One can object to such views leading to his dismissal, but it is simply not the case that RMS's views and behavior are harmless idiosyncrasies blown out of proportion by radical feminists, leftists, a secret cabal of corporate agitators looking to undermine Free Software, or whatever bogeyman the community chooses to latch on to. The fact is, the culture around tech and RMS in general simply does not consider his "sexual taboos" or objections to his behavior to be relevant in the light of his status in the community of Free Software.

[10]https://mobile.twitter.com/_sagesharp_/status/11736371384133...

[11]https://assets.documentcloud.org/documents/6405929/091320191...

[12]https://medium.com/@selamjie/remove-richard-stallman-fec6ec2...

[13]https://stallman.org/archives/2006-mar-jun.html#05%20June%20...


I don't know anything about the current goings on, but I read Wingo's blog for his fascinating technical insights. He has written some controversial things on hiring and collaboration that I do not agree with but do find helpful to understand what he's writing here about RMS:

https://wingolog.org/archives/2017/09/04/the-hardest-thing-a...

https://wingolog.org/archives/2017/09/05/a-new-interview-que...

Edit: The important takeaway for me is that he regards a host of project-unrelated views, including pro-free-speech views, as disqualifying.


Never heard of this guy before.

I read the email that this post links to, and thought he seemed fairly reasonable, even if he seemed to be airing some dirty laundry that didn't seem to do much other than to stir up drama.

Now that I read the two articles you posted, I feel unsure of who is in the wrong here. As someone who almost certainly falls into a part of the political spectrum that he views as "problematic", I feel less inclined to take his plight seriously...


I'm not sure either of these blog posts are relevant. To my knowledge he's not accused Mark Weaver of being either a fascist or a sexist.


As some of the comments in the linked articles explain, he seems to uncharitably read into comments people make.
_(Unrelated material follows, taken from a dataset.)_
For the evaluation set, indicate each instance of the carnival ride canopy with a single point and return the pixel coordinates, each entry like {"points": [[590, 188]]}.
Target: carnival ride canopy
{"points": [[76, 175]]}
He assumes the worst in people and then publicly paints them as personae non gratae based on what may be, at best, a mischaracterization.


I can't say I disagree with your take on the matter, but I don't think airing anybody's personality flaws on HN is in the best interests of Guile or GNU. The individuals involved are probably already aware of each other's personality quirks and don't need this forum to help them discuss the matter.
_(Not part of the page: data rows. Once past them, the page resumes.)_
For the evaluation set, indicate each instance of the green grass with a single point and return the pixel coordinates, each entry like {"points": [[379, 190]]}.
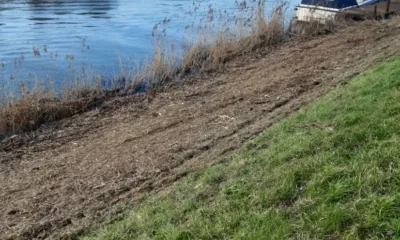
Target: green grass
{"points": [[331, 171]]}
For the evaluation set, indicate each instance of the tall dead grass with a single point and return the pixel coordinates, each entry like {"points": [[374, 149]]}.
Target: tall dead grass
{"points": [[210, 50]]}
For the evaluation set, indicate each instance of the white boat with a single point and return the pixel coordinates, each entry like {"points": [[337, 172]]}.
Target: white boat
{"points": [[326, 10]]}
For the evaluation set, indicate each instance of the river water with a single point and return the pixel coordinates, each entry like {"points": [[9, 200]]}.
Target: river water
{"points": [[54, 39]]}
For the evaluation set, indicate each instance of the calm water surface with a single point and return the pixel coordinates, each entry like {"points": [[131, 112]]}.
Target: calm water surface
{"points": [[54, 39]]}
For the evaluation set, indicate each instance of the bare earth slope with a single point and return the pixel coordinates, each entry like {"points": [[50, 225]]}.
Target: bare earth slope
{"points": [[93, 166]]}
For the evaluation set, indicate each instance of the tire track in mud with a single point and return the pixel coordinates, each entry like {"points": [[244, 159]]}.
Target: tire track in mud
{"points": [[105, 162]]}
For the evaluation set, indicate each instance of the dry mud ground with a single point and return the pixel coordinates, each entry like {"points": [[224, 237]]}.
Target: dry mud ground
{"points": [[67, 179]]}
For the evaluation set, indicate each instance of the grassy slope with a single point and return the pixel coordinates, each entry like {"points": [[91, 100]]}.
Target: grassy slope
{"points": [[330, 171]]}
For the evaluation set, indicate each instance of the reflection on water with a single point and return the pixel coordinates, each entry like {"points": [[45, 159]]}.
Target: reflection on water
{"points": [[55, 38]]}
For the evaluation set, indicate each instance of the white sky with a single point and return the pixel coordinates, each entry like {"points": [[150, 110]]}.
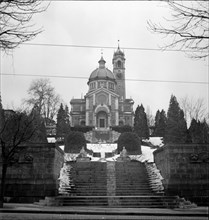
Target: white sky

I think they are relevant to his discussion of RMS, not his discussion of Mike Weaver.

I read the e-mail thread and was trying to understand its relationship to the ongoing public arguments over the leadership of GNU. Andy Wingo's blog posts seemed to illumine his perspective in that debate.


His criticism of Stallmans leadership is almost entirely based on Stallmans blog posts that are independent of the GNU project. Seems fair that his leadership should be questioned in the same way doesn't it?


That hiring post was absolutely insane. I hope I never have to work with someone as ridiculously minded as that author.


Stallman is GNU. GNU is Stallman. If the project maintainer has a problem with Stallman issuing orders then he has a problem with being part of GNU. If a GNU project has problems with GNU then the solution is to fork the project into a non-GNU project, not try to usurp the name GNU into meaning something that is not RMS.


This has been done before multiple times and the resulting technical work significantly improved GNU (ECGS and EGLIBC come to mind). Also, historically, GNU maintainers aren't obligated to give total deference to RMS (the glibc steering committee comes to mind). So while "RMS is the king" might be true on paper, it's been neither true nor helpful to GNU in practice, and insisting on it simply hurts projects that are less well-staffed to fight political fights or organize forks. It doesn't help the free software movement at all.


Don't forget XEmacs!


Stallman hasn't been a significant technical contributor to any GNU project for more than a decade. Making important contributions to a project doesn't mean you own it forever - it's a bittersweet fact that groups, organizations, and companies can grow and evolve in ways that are incompatible with their original founder sticking around.

The FSF owns the copyright to most GNU projects, and RMS has resigned from the FSF. It's unclear why he would continue to have any formal authority beyond his personal power of persuasion.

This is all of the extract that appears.